The audit committee is comprised of three members from the Board. They must be independent in accordance with the definition in the Norwegian Code of Practice for Corporate Governance.

Reporting

The Main Board of Directors receives periodic reports on the following aspects:

• earnings performance • market development

• management, personnel and organisational development • development of the overall risk situation and the Bank’s risk

exposure

In addition to the above, there will be periodic presentations of the Bank’s Score Card, which contains financial, organisational, market-related and quality-related targets.

Central business and other related areas are looked at at least once a year, when limits and guidelines are evaluated and agreed.
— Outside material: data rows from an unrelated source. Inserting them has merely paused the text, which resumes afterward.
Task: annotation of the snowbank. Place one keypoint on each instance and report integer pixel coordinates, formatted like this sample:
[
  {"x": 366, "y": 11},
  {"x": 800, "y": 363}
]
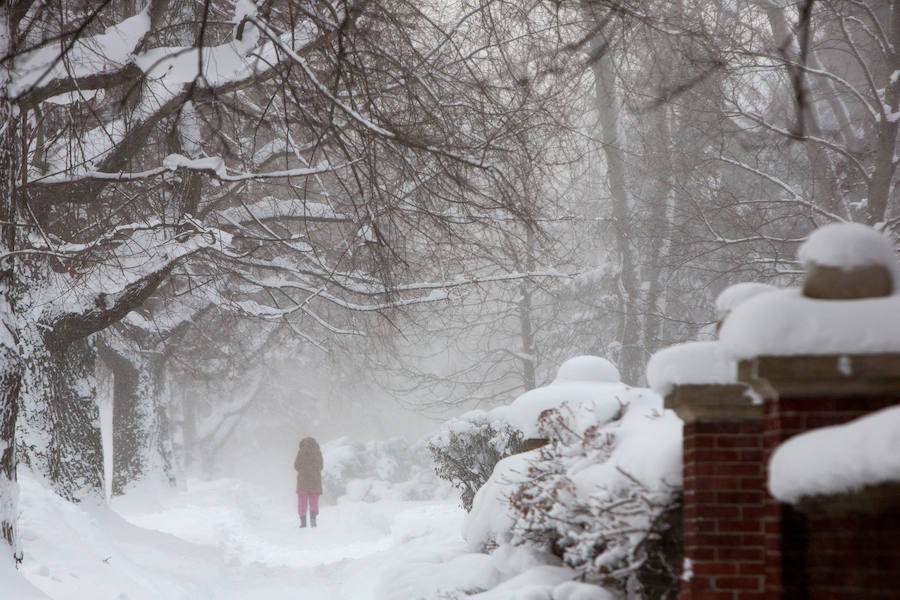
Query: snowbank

Fees paid to members of the Bank’s Main Board of Directors Fees for the members of the Main Board of Directors are paid as a fixed amount per annum. The amount is fixed by the Bank’s Supervisory Board.

7.4 The CEO

The CEO is responsible for the day-to-day management of the Bank’s operations in accordance with applicable laws, by- laws, powers of attorney and instructions. His responsibility does not comprise matters which in relation to the Bank’s circumstances would be of an unusual nature or of great importance. Such matters are presented to the Main Board of Directors.

The CEO’s overall performance is assessed annually by the Main Board of Directors.